Reputation: 15
I am trying to convert a column 'Date' into few columns of 'day of week'...etc. I am not sure why it always gets stuck after about 2000 steps. Because there are quite a lot of data, I would also love to know if there is a faster way of doing so.
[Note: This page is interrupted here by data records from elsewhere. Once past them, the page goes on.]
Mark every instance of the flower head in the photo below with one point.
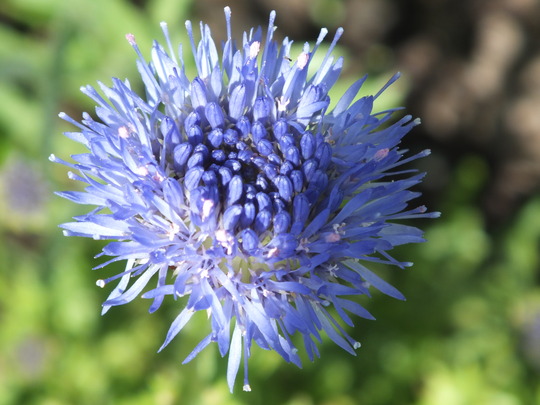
(241, 191)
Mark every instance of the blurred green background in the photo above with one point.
(469, 332)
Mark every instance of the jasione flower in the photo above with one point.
(240, 190)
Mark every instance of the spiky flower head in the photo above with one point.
(239, 190)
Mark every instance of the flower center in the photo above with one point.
(250, 182)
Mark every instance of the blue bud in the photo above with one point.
(237, 102)
(262, 109)
(231, 216)
(192, 120)
(323, 155)
(181, 154)
(270, 170)
(279, 204)
(250, 241)
(241, 145)
(286, 168)
(319, 180)
(197, 159)
(280, 128)
(230, 136)
(214, 115)
(265, 147)
(250, 191)
(259, 162)
(285, 187)
(275, 159)
(300, 208)
(201, 148)
(244, 126)
(193, 177)
(259, 131)
(261, 183)
(195, 135)
(309, 168)
(235, 189)
(297, 179)
(170, 131)
(215, 137)
(307, 145)
(233, 164)
(245, 155)
(293, 155)
(219, 156)
(262, 221)
(198, 93)
(285, 141)
(248, 215)
(263, 201)
(209, 178)
(225, 175)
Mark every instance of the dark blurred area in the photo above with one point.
(473, 69)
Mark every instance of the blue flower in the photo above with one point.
(240, 191)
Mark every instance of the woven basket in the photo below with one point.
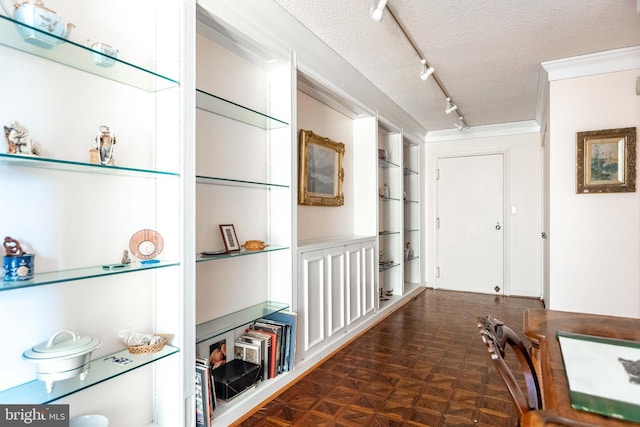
(151, 348)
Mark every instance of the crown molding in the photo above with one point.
(502, 129)
(610, 61)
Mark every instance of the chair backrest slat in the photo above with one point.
(496, 335)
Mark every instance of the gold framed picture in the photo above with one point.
(320, 170)
(606, 161)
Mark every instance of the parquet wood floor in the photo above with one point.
(424, 365)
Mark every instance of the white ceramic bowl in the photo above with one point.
(58, 359)
(93, 420)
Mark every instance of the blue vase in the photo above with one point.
(17, 268)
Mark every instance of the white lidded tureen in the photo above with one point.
(34, 14)
(63, 356)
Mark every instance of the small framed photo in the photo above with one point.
(229, 237)
(215, 349)
(606, 161)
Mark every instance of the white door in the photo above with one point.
(470, 229)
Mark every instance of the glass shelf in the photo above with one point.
(227, 323)
(385, 164)
(214, 104)
(80, 57)
(72, 166)
(242, 252)
(100, 370)
(42, 279)
(236, 182)
(408, 171)
(386, 267)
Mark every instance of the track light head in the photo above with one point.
(451, 107)
(376, 13)
(424, 71)
(460, 124)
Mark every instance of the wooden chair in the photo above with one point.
(542, 418)
(496, 335)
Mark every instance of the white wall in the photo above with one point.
(523, 272)
(315, 222)
(594, 248)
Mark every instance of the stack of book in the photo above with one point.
(205, 393)
(269, 342)
(265, 349)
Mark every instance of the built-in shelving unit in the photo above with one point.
(244, 178)
(231, 321)
(73, 166)
(100, 370)
(243, 252)
(389, 213)
(412, 214)
(63, 276)
(79, 56)
(77, 217)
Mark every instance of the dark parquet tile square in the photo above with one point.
(424, 365)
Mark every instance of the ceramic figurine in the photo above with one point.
(126, 259)
(104, 144)
(16, 264)
(19, 141)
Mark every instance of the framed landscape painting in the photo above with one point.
(320, 170)
(606, 161)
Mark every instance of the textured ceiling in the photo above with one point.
(486, 53)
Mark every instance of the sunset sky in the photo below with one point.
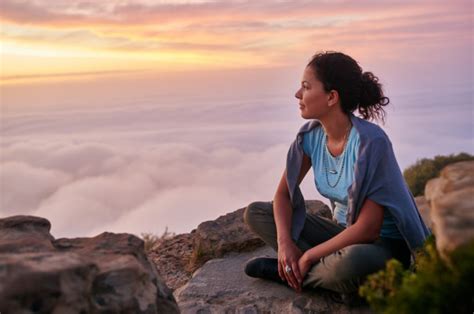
(134, 116)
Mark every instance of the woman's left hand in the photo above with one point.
(304, 264)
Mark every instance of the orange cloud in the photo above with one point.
(134, 35)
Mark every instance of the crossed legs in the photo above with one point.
(342, 271)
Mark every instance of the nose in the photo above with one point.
(298, 94)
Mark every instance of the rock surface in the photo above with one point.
(177, 258)
(451, 198)
(107, 273)
(221, 286)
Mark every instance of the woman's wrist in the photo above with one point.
(310, 256)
Thank you.
trainset.head()
Zone_ID Date Hour_slot Hire_count
0 1 2016-02-01 0 0
1 1 2016-02-01 1 0
2 1 2016-02-01 2 0
3 1 2016-02-01 3 0
4 1 2016-02-01 4 0
trainset.shape
(219600, 4)
This is what I have
TrainSet = trainset.copy()
TrainSet['w'] = 0
TrainSet['j'] = 0
TrainSet['U'] = 0
TrainSet['W'] = 0
for i in range(trainset.shape[0]):
TrainSet.loc[i, 'w'] = datetime.datetime.strptime(trainset.loc[i,'Date'], "%Y-%m-%d").strftime('%w')
TrainSet.loc[i, 'j'] = datetime.datetime.strptime(trainset.loc[i,'Date'], "%Y-%m-%d").strftime('%j')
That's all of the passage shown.